Meet the Participants: Campus Art Dubai Kicks off Fifth Edition



Art Dubai’s annual, internationally-lauded community arts school, Campus Art Dubai (CAD) kicked off in October. CAD provides UAE-based artists, curators and writers with the skills and ideas needed to further their careers and take their practices to the next level. The group attends critiques, workshops and seminars based around this year’s theme On Engagement: Rethinking Investment. Each session is led by Uzma Z. Rizvi, Murtaza Vali and Lantian Xie as well as a carefully selected group of local and international guest tutors to co-present and teach.

This year’s core group includes Noush Anand, Layan Attari, Mona Ayyash, Reem Falaknaz, Nadine Ghandour, Riem Ibrahim, Uns Kattan, Sophiya Khwaja, Flounder Lee, Zara Mahmood, Sara Masinaei, Noor Danielle Murteza, Milena Pejovic, Moylin Yuan, Taibah Albisher and Rumaitha Alshehhi.

We caught up with the participants to gain insight into their practice and discuss some of their projects:





Noush Anand’s area of research, and her multidisciplinary work, seeks to explore questions of belonging, intersections of culture, and the democratisation of art-making through accessible/technology.

NA: “I’ve been exploring time-based work, and at this stage, I am moving towards broadening my techniques for viewer/artwork exchange. I’m currently learning various technological tools to add another dimension to my work- interactivity, and responsiveness to environment/circumstance. At this nascent stage, I am learning basic coding, circuitry and electronics.
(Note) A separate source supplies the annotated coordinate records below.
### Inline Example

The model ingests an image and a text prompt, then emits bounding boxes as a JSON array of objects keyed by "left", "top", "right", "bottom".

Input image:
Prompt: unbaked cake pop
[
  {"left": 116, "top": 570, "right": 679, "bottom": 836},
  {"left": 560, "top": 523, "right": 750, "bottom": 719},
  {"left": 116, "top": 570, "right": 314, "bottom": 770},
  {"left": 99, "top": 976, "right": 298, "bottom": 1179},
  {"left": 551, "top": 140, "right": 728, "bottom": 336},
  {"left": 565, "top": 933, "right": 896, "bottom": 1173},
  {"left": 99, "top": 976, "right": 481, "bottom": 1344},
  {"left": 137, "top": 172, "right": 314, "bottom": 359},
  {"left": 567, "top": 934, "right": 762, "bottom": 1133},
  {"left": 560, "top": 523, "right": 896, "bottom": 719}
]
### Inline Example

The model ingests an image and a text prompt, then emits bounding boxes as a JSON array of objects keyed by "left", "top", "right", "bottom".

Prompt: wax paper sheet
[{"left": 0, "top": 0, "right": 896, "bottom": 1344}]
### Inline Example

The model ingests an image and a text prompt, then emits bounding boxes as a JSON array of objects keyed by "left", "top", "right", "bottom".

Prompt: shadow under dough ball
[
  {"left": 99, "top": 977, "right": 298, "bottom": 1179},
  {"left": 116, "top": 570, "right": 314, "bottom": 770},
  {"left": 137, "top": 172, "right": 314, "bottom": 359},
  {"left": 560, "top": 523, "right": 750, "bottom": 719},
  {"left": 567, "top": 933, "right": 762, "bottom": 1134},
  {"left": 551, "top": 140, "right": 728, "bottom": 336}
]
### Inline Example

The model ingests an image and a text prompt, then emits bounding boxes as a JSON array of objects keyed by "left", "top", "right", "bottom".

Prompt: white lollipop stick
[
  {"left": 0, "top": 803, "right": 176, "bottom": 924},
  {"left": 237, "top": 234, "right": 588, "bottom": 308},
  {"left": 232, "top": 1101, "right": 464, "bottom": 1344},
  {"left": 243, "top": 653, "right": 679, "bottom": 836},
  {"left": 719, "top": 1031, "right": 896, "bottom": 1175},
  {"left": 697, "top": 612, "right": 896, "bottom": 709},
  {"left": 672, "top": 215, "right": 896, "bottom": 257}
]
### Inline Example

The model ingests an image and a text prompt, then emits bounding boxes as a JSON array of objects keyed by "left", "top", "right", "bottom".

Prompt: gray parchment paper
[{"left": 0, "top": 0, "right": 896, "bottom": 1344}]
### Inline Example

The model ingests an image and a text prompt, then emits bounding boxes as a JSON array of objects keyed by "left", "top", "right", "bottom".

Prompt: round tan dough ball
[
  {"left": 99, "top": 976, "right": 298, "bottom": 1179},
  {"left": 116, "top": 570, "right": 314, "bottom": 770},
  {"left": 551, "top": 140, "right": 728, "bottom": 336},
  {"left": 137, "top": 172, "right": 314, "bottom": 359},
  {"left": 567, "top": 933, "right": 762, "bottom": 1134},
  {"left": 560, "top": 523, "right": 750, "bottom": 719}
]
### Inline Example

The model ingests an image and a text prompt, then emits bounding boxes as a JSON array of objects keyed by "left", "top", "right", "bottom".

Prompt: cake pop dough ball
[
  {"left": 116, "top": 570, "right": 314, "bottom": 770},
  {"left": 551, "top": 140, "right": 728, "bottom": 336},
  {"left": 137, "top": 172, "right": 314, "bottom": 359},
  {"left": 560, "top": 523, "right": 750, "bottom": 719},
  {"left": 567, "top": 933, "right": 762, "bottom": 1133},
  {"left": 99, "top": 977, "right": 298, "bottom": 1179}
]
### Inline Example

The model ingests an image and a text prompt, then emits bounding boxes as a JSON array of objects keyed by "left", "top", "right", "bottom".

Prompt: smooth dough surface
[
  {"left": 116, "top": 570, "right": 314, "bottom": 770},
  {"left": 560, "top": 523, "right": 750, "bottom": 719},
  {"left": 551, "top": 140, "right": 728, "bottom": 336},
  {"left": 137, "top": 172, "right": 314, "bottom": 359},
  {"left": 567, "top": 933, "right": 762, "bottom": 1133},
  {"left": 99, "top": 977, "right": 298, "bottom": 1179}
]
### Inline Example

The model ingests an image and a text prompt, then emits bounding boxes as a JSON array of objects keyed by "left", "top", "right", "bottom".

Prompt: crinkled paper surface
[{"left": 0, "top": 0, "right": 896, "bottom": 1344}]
My aim is to eventually weave this technology with my painting/performance practice. I am studying certain biological traits of insects with a focus on their social behavior. I’m interested in drawing parallels with human social behavior in politics, history and culture.”





Layan Attari’s practice involves explorations within design, illustration and documentary photography.

LA: “As an artist, I am interested in exploring themes found in social histories in the region. My recent explorations have fallen within different sub-genres of documentary and vernacular photography. My current focus is integrating urban landscape photography into my practice.”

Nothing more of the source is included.